A commenter on a recent post of mine writes:
CC asked for examples of the reigning orthodoxy among academics. Here's a short list:
--There is no such thing as "race." It is not a scientific concept.
--Affirmative action is necessary because racism continues to be the primary cause of the poor performance of blacks in school.
--IQ tests do not measure anything real about human intelligence.
--IQ is not heritable.
--If government programs for the elimination of poverty have failed, it is for one of two reasons: 1) they have not been sufficiently funded; or 2) those implementing the programs have not been sincere.
--All differences between men and women are culturally determined.
If anyone doubts the extent to which these ideas dominate public discourse on college campuses, I invite that person to assert publicly a contrary view and see what happens. I say "publicly" because many people will tolerate such notions in private, but they will feel compelled to silence them if they are offered as part of the public discourse of the campus.

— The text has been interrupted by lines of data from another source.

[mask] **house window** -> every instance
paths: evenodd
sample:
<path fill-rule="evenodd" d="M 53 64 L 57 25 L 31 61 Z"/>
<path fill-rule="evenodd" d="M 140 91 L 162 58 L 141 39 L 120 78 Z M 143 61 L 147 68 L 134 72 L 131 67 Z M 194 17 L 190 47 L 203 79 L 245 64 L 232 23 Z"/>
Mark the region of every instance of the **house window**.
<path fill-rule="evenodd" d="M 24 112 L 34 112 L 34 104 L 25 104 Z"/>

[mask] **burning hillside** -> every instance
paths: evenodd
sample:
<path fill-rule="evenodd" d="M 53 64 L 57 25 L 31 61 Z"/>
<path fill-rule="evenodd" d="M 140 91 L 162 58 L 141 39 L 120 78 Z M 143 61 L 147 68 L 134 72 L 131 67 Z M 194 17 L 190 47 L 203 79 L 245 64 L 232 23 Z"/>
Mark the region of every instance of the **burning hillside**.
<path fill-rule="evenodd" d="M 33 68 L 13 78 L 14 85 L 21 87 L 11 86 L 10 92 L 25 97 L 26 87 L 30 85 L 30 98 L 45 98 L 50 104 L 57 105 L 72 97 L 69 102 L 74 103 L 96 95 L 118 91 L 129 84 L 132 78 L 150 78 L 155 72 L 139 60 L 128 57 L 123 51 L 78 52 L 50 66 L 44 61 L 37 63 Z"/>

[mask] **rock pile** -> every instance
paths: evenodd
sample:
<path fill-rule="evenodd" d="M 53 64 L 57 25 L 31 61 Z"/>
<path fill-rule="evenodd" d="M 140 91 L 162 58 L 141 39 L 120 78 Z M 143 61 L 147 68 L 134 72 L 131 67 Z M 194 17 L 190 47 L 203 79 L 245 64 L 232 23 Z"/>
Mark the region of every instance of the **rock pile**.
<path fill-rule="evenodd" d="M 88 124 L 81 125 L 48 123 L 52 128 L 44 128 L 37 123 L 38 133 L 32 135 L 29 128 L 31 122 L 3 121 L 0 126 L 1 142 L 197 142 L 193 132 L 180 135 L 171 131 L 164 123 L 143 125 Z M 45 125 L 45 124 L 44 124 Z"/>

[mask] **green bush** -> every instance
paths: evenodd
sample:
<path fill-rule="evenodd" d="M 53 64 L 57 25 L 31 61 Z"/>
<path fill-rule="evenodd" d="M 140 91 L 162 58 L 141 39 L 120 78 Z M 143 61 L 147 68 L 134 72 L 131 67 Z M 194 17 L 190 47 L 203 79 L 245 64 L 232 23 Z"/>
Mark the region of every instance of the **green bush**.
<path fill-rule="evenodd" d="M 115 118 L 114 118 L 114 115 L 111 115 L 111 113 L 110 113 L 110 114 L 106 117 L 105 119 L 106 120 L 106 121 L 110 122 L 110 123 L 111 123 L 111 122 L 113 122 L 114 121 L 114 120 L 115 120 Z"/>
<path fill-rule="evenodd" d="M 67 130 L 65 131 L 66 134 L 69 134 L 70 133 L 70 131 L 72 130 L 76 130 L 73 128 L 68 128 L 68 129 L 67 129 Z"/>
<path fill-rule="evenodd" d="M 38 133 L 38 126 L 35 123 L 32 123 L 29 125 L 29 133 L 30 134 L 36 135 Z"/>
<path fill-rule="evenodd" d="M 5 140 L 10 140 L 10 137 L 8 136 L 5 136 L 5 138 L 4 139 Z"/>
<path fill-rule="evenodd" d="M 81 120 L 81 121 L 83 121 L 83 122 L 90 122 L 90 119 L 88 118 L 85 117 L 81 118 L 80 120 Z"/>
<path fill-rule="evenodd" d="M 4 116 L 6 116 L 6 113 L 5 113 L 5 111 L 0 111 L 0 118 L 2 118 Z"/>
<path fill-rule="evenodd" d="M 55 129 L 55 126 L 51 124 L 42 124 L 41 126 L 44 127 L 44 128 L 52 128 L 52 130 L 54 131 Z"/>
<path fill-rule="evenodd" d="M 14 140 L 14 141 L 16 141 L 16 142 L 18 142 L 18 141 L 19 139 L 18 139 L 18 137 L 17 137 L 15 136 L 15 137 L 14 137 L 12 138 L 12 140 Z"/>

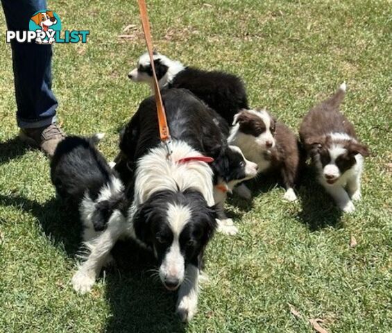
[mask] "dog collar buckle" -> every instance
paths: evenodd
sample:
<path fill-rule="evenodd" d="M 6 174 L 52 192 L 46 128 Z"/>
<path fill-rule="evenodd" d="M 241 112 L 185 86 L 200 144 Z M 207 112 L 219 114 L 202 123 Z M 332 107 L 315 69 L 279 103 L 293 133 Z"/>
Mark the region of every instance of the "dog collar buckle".
<path fill-rule="evenodd" d="M 180 158 L 177 162 L 178 163 L 186 163 L 187 162 L 205 162 L 205 163 L 212 163 L 214 159 L 208 156 L 189 156 L 189 157 Z"/>

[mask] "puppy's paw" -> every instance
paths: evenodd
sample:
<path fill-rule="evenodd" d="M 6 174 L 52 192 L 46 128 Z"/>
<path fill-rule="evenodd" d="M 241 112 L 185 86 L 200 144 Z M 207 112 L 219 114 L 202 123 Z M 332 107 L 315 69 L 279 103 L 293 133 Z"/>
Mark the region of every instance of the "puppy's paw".
<path fill-rule="evenodd" d="M 192 295 L 192 294 L 191 294 Z M 176 313 L 183 323 L 189 322 L 197 311 L 197 296 L 187 296 L 179 300 Z"/>
<path fill-rule="evenodd" d="M 362 195 L 361 194 L 361 191 L 357 190 L 351 196 L 351 200 L 354 201 L 359 201 L 362 198 Z"/>
<path fill-rule="evenodd" d="M 291 188 L 286 191 L 283 198 L 287 201 L 296 201 L 298 198 L 296 192 L 294 192 L 294 190 Z"/>
<path fill-rule="evenodd" d="M 355 206 L 352 201 L 348 201 L 348 203 L 341 203 L 339 205 L 340 209 L 343 210 L 345 213 L 352 213 L 355 210 Z"/>
<path fill-rule="evenodd" d="M 90 275 L 83 271 L 78 271 L 71 281 L 74 289 L 81 294 L 91 291 L 95 282 L 95 276 Z"/>
<path fill-rule="evenodd" d="M 252 198 L 252 192 L 244 184 L 239 185 L 234 189 L 235 192 L 245 200 L 250 200 Z"/>
<path fill-rule="evenodd" d="M 234 225 L 231 219 L 225 219 L 224 220 L 218 221 L 218 232 L 234 236 L 238 233 L 238 228 Z"/>

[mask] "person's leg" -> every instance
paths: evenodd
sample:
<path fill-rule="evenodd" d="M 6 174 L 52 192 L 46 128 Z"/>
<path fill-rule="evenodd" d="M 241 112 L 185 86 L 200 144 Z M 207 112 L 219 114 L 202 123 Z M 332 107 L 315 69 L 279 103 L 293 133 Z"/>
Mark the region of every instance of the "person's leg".
<path fill-rule="evenodd" d="M 46 0 L 1 0 L 8 30 L 28 31 L 30 19 L 46 8 Z M 50 45 L 11 42 L 21 137 L 52 155 L 63 134 L 56 125 L 57 100 L 51 90 Z M 49 129 L 49 130 L 46 130 Z"/>

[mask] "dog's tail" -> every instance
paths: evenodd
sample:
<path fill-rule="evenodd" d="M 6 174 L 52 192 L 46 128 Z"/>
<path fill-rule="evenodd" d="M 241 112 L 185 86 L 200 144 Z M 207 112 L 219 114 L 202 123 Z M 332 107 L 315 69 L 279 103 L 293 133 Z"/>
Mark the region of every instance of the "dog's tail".
<path fill-rule="evenodd" d="M 94 146 L 97 145 L 99 142 L 103 139 L 105 133 L 96 133 L 89 138 L 90 142 Z"/>
<path fill-rule="evenodd" d="M 95 231 L 105 230 L 115 211 L 123 216 L 126 215 L 128 200 L 121 182 L 117 178 L 112 179 L 104 191 L 109 193 L 105 196 L 106 198 L 96 202 L 92 216 L 91 221 Z"/>

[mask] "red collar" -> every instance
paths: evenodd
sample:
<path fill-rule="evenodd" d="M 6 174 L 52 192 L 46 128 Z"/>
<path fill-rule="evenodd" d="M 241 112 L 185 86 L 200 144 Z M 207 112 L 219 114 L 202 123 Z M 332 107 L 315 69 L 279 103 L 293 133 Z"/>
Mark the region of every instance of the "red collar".
<path fill-rule="evenodd" d="M 229 187 L 228 185 L 223 185 L 218 184 L 215 185 L 215 187 L 216 187 L 216 189 L 218 189 L 219 191 L 223 193 L 226 193 L 229 191 Z"/>
<path fill-rule="evenodd" d="M 177 162 L 178 163 L 186 163 L 187 162 L 205 162 L 205 163 L 212 163 L 214 159 L 212 157 L 209 157 L 208 156 L 191 156 L 189 157 L 180 158 Z"/>

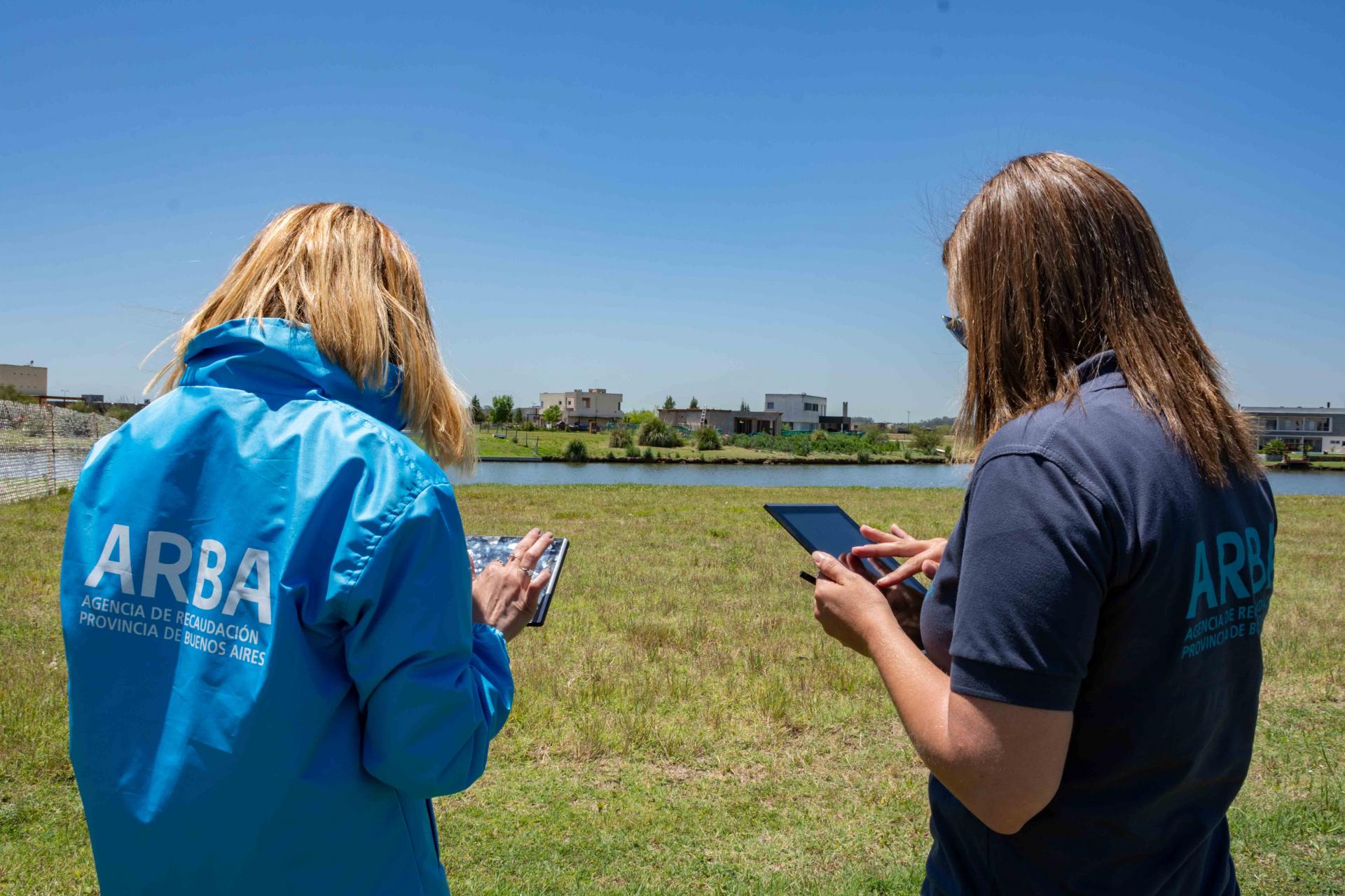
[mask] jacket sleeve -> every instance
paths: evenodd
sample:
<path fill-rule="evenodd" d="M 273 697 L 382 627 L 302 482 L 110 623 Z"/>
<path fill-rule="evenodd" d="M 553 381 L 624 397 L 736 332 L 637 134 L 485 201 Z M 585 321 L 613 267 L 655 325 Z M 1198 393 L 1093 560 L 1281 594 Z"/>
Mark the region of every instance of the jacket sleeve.
<path fill-rule="evenodd" d="M 412 796 L 465 790 L 514 701 L 504 638 L 472 623 L 452 488 L 430 486 L 377 542 L 344 608 L 364 770 Z"/>

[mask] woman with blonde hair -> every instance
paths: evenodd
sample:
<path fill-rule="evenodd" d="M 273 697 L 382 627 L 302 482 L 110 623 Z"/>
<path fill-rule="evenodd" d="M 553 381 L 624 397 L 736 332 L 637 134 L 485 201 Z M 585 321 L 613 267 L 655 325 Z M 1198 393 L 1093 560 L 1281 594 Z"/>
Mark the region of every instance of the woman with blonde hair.
<path fill-rule="evenodd" d="M 944 264 L 962 517 L 868 529 L 857 557 L 909 557 L 876 581 L 814 556 L 818 620 L 873 658 L 931 772 L 921 892 L 1236 893 L 1275 506 L 1219 362 L 1143 206 L 1080 159 L 1009 163 Z M 882 589 L 920 572 L 898 618 Z"/>
<path fill-rule="evenodd" d="M 416 258 L 362 209 L 289 209 L 156 379 L 62 562 L 101 891 L 448 893 L 429 798 L 508 716 L 550 534 L 473 580 L 440 468 L 473 435 Z"/>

I agree that everything in his list is part of current orthodoxy, with "all differences between men and women" not including obvious physical differences. Also that most or all of them are false—I'm not entirely sure that one couldn't have at least reduced poverty if a sufficiently large amount had been spent by sufficiently sincere people.
I am curious whether anyone reading this is willing either to argue that the claims on the list are true, or at least defensible, or to deny that, in many parts of the academy, it would be imprudent for an academic without tenure to dispute them.